Notice that this derivation is sloppy in the following respect: We conditioned on $n_F$ so that we could easily express $P(\mbox{all runs are length 6 or less}) = (1-p^7)^{n_F}$ as an exponentiation with exponent $n_F$. But we conveniently forgot about this condition when deriving the base of this exponentiation: $1-p^7$ is only exact when we are not conditioning on $n_F$. If we are conditioning on $n_F$, we get a more complicated expression, because we are drawing samples without replacement. Furthermore, the exponentiation ceases to be correct, because the lengths of the runs of 3s are not independent. You were right to notice that these formulas are not exactly correct. But they are approximately correct when $n$ is large.

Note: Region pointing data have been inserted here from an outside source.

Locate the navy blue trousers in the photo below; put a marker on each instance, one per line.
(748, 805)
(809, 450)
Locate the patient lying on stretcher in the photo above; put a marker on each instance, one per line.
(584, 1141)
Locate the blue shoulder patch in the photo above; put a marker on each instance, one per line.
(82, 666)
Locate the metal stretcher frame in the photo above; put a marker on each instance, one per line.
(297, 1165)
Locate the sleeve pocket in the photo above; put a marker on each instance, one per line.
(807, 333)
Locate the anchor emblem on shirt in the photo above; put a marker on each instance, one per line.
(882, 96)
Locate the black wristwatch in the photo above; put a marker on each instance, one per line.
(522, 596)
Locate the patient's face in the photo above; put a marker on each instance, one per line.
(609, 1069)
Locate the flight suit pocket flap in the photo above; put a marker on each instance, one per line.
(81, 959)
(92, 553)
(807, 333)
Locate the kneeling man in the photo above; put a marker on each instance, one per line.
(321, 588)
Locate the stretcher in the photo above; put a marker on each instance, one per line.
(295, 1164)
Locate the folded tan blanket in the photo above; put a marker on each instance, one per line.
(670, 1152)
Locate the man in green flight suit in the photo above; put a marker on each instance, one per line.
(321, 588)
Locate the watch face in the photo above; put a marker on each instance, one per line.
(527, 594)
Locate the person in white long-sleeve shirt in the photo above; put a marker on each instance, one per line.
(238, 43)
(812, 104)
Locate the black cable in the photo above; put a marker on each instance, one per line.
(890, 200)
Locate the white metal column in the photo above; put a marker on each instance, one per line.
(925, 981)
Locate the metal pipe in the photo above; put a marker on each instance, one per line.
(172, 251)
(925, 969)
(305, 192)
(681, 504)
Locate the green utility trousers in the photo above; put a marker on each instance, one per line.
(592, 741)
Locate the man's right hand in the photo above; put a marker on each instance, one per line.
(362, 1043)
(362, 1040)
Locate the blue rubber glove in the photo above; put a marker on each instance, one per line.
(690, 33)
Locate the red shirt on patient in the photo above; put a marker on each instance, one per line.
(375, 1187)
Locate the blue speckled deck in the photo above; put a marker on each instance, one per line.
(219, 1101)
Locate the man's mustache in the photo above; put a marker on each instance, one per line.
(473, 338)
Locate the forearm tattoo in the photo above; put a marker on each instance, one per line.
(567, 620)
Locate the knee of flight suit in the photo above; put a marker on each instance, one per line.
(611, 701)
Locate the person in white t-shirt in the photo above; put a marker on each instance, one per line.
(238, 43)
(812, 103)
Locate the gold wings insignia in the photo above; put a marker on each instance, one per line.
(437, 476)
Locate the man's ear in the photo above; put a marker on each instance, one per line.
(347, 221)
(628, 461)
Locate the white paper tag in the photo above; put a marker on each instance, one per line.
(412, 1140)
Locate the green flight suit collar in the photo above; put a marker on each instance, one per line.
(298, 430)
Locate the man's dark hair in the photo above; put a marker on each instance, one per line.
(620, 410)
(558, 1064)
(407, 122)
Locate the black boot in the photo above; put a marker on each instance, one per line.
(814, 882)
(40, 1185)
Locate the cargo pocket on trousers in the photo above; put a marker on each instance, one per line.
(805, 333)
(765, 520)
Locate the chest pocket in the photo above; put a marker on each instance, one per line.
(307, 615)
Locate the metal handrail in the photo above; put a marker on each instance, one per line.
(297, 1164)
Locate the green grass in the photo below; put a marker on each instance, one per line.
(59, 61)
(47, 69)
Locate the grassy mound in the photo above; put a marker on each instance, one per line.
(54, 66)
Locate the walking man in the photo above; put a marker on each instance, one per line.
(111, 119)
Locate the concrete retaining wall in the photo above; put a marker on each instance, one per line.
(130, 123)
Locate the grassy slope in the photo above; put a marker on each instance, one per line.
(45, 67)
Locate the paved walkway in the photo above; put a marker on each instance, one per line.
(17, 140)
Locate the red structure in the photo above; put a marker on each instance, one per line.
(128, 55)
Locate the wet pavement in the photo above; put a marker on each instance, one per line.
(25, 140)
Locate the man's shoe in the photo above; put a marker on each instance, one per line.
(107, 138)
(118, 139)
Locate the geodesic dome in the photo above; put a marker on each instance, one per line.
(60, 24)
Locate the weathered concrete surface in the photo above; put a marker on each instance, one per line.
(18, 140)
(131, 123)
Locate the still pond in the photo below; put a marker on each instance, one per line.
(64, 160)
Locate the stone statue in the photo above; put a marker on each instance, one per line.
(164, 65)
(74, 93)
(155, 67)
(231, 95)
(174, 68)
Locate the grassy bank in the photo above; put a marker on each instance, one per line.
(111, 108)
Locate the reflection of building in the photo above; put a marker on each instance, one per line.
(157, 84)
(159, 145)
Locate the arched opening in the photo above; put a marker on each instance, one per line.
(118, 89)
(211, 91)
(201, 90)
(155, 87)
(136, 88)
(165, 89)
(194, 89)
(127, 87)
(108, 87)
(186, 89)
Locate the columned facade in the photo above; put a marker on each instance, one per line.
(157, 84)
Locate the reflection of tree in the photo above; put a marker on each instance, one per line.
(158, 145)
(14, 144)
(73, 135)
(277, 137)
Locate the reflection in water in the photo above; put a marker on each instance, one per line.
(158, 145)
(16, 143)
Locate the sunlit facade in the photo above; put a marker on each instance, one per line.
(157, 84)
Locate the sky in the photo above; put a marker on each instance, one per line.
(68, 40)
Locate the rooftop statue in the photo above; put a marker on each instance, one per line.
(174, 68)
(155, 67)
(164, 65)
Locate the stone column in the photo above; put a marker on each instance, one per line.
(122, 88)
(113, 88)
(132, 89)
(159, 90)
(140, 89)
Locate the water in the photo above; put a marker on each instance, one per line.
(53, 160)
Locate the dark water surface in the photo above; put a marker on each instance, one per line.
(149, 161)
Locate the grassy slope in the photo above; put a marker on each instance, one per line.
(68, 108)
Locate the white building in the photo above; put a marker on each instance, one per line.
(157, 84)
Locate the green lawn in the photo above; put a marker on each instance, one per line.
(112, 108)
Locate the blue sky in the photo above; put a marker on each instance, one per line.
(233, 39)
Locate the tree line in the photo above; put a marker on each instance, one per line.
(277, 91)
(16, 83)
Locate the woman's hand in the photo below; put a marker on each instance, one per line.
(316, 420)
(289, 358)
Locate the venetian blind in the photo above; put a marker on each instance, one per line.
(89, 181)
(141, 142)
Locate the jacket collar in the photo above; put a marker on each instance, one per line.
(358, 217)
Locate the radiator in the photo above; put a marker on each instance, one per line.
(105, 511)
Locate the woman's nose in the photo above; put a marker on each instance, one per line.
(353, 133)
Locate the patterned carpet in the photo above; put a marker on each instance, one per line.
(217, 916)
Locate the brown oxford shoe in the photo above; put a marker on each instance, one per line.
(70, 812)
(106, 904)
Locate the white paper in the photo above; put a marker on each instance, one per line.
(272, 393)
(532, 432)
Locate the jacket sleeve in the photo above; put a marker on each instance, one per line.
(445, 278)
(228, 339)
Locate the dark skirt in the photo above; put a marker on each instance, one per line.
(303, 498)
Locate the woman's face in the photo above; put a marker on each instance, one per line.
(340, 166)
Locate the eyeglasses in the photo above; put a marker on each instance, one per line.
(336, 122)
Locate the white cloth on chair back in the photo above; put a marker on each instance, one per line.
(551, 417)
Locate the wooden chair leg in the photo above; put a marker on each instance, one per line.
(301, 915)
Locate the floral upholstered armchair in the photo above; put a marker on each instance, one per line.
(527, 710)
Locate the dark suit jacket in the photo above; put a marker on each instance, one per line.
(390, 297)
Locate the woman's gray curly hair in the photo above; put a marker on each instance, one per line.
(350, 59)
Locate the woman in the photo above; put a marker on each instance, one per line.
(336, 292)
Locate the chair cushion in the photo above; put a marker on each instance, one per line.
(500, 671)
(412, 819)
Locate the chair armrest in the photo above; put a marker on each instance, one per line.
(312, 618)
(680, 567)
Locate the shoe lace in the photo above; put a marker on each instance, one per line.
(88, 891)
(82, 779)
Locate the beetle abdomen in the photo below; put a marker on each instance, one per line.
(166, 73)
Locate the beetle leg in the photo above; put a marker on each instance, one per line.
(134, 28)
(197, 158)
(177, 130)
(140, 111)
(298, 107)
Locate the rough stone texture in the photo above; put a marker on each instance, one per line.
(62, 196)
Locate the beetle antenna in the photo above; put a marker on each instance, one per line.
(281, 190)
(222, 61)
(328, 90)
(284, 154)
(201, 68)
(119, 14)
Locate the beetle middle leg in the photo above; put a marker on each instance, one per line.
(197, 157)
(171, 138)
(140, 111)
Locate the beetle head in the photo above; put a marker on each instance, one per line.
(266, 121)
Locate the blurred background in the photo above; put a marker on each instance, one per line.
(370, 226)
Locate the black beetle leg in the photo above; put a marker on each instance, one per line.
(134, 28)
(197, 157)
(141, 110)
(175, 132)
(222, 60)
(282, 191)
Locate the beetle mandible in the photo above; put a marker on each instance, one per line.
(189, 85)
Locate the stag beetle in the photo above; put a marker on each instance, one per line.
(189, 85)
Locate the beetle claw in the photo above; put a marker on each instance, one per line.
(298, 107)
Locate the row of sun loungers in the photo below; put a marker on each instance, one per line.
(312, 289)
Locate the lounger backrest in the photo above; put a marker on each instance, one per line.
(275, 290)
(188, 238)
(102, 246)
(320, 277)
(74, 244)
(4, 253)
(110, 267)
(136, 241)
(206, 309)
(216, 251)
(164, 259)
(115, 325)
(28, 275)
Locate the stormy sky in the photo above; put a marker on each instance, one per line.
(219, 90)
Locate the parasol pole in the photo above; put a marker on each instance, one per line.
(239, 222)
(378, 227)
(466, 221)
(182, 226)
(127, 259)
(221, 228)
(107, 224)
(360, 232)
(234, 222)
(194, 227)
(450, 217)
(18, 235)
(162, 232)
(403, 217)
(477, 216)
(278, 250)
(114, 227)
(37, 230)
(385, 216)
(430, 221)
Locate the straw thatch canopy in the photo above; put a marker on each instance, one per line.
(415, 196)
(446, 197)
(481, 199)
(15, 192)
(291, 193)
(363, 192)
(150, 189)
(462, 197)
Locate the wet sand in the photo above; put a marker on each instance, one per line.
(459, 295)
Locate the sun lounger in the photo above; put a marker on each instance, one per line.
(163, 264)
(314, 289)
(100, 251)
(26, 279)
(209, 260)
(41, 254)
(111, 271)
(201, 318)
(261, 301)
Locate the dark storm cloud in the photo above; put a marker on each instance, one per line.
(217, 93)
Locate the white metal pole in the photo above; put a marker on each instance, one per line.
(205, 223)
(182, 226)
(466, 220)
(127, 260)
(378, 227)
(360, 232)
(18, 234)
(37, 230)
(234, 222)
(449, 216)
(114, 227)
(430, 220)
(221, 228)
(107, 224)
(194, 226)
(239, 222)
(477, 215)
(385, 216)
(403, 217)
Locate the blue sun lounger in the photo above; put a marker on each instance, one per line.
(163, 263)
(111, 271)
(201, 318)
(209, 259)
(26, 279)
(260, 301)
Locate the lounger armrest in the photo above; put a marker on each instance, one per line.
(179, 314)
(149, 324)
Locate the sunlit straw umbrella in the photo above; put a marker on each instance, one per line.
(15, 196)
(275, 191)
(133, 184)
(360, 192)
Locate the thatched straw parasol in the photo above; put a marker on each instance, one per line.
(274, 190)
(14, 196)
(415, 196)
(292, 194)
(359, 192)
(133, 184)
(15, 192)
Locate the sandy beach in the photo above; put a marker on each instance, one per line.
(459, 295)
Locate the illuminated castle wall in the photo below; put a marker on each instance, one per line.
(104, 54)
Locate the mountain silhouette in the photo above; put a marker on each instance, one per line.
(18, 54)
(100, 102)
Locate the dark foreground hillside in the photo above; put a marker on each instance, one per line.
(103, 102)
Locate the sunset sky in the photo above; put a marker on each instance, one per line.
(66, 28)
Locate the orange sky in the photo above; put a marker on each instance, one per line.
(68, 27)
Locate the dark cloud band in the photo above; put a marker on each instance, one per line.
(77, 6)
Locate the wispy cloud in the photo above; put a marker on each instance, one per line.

In the third line of equations, the paper should have started the line with $"\approx"$ instead of $"="$.

To answer your final question, the approximation doesn't care if the sequence starts with $F$. If it doesn't start with $F$, then we are ignoring the first run of $T$s. We are computing a term like $0.9999999^{900000}$, so it makes almost no difference to ignore a run (or even a few, if $n_F$ was not exactly $q \cdot n$), since this only changes the exponent by one (or a small amount), and so the result of the exponentiation is roughly unchanged. (This is a case where using concrete numbers can help us understand what the author was thinking.) The main point is that these formulas in the paper are quick approximations.

The paper plays fast and easy with these formulas, because it is oriented towards applications, not theorems. For the types of situations it is considering, with $n \gg 0$, the approximations made in the paper are perfectly reasonable.